Veronica definitely knew as she’d been the one to give Karra up to Gorath via Baalth—the same act that led to me killing the demon lieutenant once I found out he helped kidnap Karra. She looked away sheepishly, not willing to meet my eyes, but that was to be expected. She knew exactly what
she
was; always had.

A succubus, daughter of Lilith, her world revolved around power and betrayal, the two so closely related in her mind as to be inseparable. Information was a weapon to her, coin of the realm. It was hard to stay pissed at her because of it. The shit was ingrained. She’d sell herself out for the right price.

As for Chatterbox, he knew only what Karra allowed him to, so his blank stare was pretty much par for the course. Rala’s matching blank stare, however, was simply because she didn’t give a damn who had squirted me out. None of that mattered to her. The Devil was just one more dictator screwing up the world she lived in, big emphasis on
dick
.

“I’m sorry,” I told them all, wishing I were capable of expressing the feelings leashed inside my mind.

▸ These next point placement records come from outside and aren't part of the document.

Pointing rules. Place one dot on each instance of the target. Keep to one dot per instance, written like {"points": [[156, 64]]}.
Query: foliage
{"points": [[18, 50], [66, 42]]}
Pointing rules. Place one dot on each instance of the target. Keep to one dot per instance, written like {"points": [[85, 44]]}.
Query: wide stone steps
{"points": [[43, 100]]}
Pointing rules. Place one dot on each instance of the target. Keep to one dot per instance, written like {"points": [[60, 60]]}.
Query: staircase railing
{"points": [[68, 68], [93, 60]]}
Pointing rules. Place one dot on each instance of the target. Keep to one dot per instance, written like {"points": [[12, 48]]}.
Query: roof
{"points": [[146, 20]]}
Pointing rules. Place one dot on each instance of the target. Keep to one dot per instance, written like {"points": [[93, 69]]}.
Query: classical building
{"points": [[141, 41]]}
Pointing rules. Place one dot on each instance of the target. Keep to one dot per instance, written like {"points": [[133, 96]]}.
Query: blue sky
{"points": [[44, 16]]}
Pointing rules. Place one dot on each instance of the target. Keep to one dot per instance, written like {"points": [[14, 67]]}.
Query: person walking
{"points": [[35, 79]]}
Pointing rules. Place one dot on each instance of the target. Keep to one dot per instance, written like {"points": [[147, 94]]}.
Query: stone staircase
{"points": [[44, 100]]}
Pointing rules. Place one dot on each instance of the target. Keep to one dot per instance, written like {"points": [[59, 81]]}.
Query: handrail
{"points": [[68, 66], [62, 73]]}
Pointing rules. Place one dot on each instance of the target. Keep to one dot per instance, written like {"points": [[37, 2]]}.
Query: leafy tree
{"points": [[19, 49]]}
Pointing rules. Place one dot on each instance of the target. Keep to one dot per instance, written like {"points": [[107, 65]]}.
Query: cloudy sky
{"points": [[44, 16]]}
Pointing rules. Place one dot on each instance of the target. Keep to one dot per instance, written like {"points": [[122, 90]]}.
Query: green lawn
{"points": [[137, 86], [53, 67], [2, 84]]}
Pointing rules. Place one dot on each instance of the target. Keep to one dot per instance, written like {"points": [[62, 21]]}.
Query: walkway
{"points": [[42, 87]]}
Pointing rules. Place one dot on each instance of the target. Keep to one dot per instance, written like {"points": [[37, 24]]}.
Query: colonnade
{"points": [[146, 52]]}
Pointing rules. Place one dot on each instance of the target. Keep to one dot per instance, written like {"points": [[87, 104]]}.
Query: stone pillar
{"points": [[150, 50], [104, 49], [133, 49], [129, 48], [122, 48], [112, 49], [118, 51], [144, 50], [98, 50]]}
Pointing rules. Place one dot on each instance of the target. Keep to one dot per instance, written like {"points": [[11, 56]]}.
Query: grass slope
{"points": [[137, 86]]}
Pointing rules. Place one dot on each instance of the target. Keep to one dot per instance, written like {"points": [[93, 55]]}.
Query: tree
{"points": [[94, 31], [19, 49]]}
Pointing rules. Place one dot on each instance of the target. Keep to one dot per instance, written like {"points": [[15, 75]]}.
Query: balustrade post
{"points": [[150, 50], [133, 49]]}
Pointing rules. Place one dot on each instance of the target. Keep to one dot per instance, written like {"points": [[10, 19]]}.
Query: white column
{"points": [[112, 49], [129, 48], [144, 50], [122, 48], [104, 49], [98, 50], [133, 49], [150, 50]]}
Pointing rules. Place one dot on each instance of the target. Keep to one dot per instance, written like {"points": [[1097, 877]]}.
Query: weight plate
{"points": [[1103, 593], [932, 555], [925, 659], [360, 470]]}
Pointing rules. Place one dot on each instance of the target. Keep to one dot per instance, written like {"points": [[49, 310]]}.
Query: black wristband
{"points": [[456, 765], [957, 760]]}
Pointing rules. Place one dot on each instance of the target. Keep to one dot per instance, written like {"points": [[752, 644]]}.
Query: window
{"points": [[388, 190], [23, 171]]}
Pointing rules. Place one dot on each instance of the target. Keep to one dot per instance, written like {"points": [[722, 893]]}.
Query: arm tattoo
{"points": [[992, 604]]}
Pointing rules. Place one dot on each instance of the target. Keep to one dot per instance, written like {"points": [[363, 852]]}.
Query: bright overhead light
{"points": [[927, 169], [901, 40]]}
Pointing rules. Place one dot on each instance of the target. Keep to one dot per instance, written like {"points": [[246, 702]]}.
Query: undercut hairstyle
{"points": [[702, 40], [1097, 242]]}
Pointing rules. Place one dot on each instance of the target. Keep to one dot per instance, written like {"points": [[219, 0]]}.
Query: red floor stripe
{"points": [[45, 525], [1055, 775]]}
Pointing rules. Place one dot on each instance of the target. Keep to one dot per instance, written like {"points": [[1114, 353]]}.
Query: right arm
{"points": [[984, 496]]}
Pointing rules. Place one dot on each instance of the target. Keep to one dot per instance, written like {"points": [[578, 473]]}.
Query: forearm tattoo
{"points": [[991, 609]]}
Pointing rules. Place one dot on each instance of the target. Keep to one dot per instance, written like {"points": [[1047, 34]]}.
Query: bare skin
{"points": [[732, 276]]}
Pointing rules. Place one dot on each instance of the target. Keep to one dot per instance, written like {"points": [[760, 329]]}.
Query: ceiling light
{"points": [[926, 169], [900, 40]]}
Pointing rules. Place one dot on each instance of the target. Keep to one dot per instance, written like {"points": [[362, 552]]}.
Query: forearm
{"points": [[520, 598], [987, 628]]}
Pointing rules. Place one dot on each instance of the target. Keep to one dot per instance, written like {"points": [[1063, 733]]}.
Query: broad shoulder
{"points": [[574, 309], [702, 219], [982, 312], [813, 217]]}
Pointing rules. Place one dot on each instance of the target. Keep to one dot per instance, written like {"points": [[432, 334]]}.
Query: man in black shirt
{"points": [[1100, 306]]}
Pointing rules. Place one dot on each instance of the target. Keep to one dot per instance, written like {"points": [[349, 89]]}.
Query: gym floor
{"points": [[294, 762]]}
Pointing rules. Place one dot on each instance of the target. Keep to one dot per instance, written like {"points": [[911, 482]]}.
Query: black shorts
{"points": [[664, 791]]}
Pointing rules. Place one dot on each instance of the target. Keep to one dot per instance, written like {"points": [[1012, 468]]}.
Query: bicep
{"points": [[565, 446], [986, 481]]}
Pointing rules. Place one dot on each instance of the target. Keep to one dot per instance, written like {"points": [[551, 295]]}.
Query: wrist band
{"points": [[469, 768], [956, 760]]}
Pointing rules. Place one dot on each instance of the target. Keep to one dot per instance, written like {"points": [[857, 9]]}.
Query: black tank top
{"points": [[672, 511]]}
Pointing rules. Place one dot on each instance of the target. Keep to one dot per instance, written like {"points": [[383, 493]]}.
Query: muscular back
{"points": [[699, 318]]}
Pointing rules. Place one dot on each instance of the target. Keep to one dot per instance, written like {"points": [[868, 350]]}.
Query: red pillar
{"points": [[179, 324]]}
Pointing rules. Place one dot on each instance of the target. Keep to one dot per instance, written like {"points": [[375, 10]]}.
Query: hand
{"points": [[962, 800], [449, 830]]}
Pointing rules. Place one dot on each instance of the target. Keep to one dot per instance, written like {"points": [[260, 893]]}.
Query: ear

“That doesn’t change anything, Frank.” Katon wasn’t gonna let it go, and as much as it rankled to hear the disgust in his voice, I understood where he was coming from.

“You’re absolutely right,” I answered. “I betrayed you, betrayed DRAC, exactly like you always thought I would.” Resolve stiffened my spine, and I peeled myself from Karra’s protective embrace, taking a casual step toward the enforcer. “Maybe all of you knew I was the spawn of Satan and knew what to expect, but I sure didn’t. I killed the man I believed to be my father years ago; killed him with my bare hands, ripping the life from him only to learn he wasn’t the man who murdered my mother. My own
father
did.” My knuckles popped as I clenched my fists. Karra set a restraining hand on my shoulder, but I’d come too far to stop now.

“I’d only just found out that the man I’d grown up admiring, the man who’d taken me in and gave me a home, treated me like family without reservation, was every bit the liar the world was led to believe.” The confession was acid on my tongue. “He stole my mother and used me to exact revenge against his brother simply so I would feel obligated to him, indebted. And I fucking bought into it. That was where I came from, Katon.”

The enforcer shook his head, but I cut him off before he could say anything.

“Oh, don’t worry, I’m not making excuses. This isn’t a pity poor little Frank speech. I don’t give a fuck about your pity or anyone else’s, for that matter,” I said. “When I felt I lost Karra, nothing else meant anything, no matter how much it should have. I felt betrayed by DRAC, by you and Rahim, specifically.”

“You could have—”

“Could have what, Katon? Could have told you how important it was that I find her, how desperately I needed to know where she’d been taken?” I asked while closing the short distance between us until our noses almost touched. “I did, if you remember, but you were so caught up in your distrust of me that none of that mattered. It was just Longinus’ daughter and pathetic ol’ me involved, so how important could it have been, right?”

The enforcer bared his teeth, but his fury didn’t quite reach his eyes. There was something cooler, more calculating hidden beneath his glare, but I ignored it and went on. He was gonna have to deal with it.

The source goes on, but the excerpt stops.